The Los Angeles Lakers conducted their first interview for the vacant head coaching position on Tuesday, when general manager Rob Pelinka flew to Philadelphia to meet with 76ers assistant Monty Williams.
According to Adrian Wojnarowksi of ESPN, Williams has emerged as a top candidate for the job and it’s easy to see why. Williams is a former player with over a decade of experience as a head coach and he’s even spent some time in an NBA front office. He’s also built a rapport with some of the biggest names in the league, including, but not limited to, disgruntled superstar Anthony Davis and impending free agents Kawhi Leonard and Kevin Durant.
Going into an offseason where the Lakers will be looking to pair James with another All-Star player, Williams’ relationships and his ability to manage elite talent should give him a nice boost over the rest of the rumored candidates, which includes former Cleveland Cavaliers head coach Tyronn Lue and Miami Heat assistant Juwan Howard.
However, as many things as Williams has working in his favor, he’s not the ideal coaching candidate for this Lakers team.
Upon arrival, Williams will be tasked with leading LeBron James and the Lakers to their first playoff berth in seven years. If he fails to meet those lofty expectations, there’s a good chance he’ll be looking for another coaching job next summer.
Williams successfully coached his teams to the playoffs twice during his time in New Orleans, but they never finished higher than the seventh seed in the Western Conference and never won a playoff series. That’s a stark contrast to Lue, who coached James and the Cavaliers to three consecutive in NBA Finals appearances in the three seasons* he was in Cleveland.
*Lue was let go six games into the 2018-19 season, which would have technically been his fourth season with the Cavs.
Granted, Williams didn’t have the talent Lue had, nor did he coach in the Eastern Conference, but the fact of the matter is that Lue has shown he knows how to win with James and Williams hasn’t had the chance to. More than anything else, winning a championship with James is what the Lakers are hoping to accomplish within the next two years, and Lue is their safest bet to get there.

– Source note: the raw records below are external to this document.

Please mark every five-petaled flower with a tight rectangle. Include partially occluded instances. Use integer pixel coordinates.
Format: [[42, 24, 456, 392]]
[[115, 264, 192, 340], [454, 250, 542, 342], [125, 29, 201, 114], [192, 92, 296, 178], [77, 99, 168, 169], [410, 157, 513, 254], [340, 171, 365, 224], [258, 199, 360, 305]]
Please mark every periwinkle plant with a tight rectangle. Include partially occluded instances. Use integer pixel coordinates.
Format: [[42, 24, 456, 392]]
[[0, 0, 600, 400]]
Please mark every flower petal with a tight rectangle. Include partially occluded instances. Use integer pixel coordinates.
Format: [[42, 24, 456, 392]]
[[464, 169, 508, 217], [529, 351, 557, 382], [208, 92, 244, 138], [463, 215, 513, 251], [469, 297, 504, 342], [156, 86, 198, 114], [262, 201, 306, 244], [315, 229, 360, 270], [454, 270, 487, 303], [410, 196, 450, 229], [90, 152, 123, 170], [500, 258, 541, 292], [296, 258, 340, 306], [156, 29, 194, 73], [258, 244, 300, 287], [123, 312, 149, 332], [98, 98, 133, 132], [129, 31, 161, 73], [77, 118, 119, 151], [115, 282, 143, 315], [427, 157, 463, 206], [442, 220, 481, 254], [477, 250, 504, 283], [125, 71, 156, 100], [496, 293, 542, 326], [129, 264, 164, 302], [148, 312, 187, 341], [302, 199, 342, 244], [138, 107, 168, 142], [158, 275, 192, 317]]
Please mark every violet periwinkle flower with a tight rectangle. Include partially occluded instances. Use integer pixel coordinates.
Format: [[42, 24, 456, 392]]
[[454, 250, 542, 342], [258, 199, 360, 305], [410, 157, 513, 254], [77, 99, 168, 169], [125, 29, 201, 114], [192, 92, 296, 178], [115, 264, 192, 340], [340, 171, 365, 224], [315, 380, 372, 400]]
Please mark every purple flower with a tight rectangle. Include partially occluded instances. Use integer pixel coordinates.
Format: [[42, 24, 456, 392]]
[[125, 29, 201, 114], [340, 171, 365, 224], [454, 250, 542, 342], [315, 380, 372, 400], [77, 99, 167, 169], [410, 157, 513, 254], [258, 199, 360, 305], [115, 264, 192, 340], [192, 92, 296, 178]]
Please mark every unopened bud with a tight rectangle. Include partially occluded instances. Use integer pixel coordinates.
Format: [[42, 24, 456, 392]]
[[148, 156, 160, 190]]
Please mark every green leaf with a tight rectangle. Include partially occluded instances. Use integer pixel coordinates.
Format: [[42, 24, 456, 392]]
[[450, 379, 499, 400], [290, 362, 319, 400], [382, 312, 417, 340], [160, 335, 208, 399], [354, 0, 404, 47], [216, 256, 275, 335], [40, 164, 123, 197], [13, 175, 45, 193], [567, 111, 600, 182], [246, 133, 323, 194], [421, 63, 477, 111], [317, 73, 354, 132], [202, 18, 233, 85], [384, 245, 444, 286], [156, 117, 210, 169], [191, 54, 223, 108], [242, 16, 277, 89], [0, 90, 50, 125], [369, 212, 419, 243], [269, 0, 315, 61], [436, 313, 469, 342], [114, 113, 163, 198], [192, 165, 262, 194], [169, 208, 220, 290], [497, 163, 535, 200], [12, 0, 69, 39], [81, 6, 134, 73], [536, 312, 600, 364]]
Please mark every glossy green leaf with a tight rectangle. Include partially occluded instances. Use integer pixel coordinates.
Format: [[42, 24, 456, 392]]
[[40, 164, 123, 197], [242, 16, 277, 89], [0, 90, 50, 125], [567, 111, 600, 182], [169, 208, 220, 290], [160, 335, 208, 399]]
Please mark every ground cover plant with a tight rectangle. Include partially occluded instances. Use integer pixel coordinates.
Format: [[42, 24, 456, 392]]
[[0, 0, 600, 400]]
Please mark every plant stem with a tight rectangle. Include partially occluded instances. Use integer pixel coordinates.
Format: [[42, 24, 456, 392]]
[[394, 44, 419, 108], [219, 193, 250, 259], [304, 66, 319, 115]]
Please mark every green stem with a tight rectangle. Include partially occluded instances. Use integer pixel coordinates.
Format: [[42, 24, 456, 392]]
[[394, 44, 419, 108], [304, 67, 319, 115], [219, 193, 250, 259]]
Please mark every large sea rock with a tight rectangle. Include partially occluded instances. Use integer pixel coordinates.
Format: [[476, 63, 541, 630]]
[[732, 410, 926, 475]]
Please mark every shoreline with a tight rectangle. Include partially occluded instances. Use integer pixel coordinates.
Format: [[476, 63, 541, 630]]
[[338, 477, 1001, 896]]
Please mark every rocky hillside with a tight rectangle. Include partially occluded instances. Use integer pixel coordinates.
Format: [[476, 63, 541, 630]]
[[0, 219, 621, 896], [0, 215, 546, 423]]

That’s not to say Williams can’t coach James to a championship, but the Lakers aren’t in a position to find out whether or not Williams has grown as a head coach over the last four years with an aging James on their roster. While Williams is undoubtedly an experienced head coach, he’s not necessarily a proven one, at least compared to Lue and even Howard, who was an assistant when Miami lost in the NBA Finals in 2014.
Still, Williams has one thing going for him that Lue and Howard don’t: He’s never been the head coach of a LeBron James NBA team.
On the surface, that might sound a little silly because of how much weight James’ opinion has held with his respective teams in the past, but there’s reason to believe that the Lakers’ next head coach won’t have ties to the four-time league MVP.
During the “Woj & Lowe Playoff Special” last week, Zach Lowe of ESPN said that players and their agents have made it known that they don’t want the Lakers’ next head coach or president of basketball operations to have ties to James. This view isn’t unique to the people outside of the organization, either.
On Tuesday, Marc Stein of The New York Times reported that there are individuals within the Lakers organization that expressed concerns that hiring Lue would give James too much power.
This isn’t the first time we’ve heard whispers of the power struggle between Lakers management and James. In fact, things got so bad between Jeanie Buss and James’ camp during the Anthony Davis trade saga that the Lakers reportedly considered trading James.
If James makes it known that he wants to be coached by Lue and the Lakers go forth with hiring Williams instead, it would send a message to James and his camp, and not necessarily a good one. It would also put Williams in a really awkward position between his bosses and his star player before he even gets to hold his first practice.
Williams might check all of the boxes for the Lakers, but if he doesn’t have the backing of James, the chances of him succeeding in Los Angeles are slim-to-none. Take Luke Walton, for example.
Going into the season, the belief was that Walton had the support of the front office and, most fiercely, Buss, the team’s controlling owner and president. However, after a slow start to the season, Walton quickly fell out of favor with Johnson and James, who never seemed to be fully on board with Walton to begin with.
That lack of synergy between the team’s front office, head coach and star player is ultimately the reason the Lakers lost their president of basketball operations and head coach within days of each other. That’s not an ideal position to be in going into a critical offseason for the franchise.
There’s a good chance that Williams and James mesh well together rather quickly, seeing as he’s gotten along well with every other superstar in the league, and there’s even a possibility that the Lakers soften their stance on Lue and Howard’s ties to James, but these are all things that need to be figured out before they decide on their next head coach.
If they don’t, they might have to settle with hiring someone James’ camp supports. While it might create a rift in the front office, having someone that James trusts at the helm gives the Lakers their best shot at a championship.
The Lakers have to move forward expeditiously with their head coaching search with key dates fast approaching, starting with the NBA Draft Lottery on May 14, but given how important this summer is, they can’t afford to skip steps or force decisions based on petty squabbles. That process starts with finding a coach that can lead Los Angeles back to relevancy.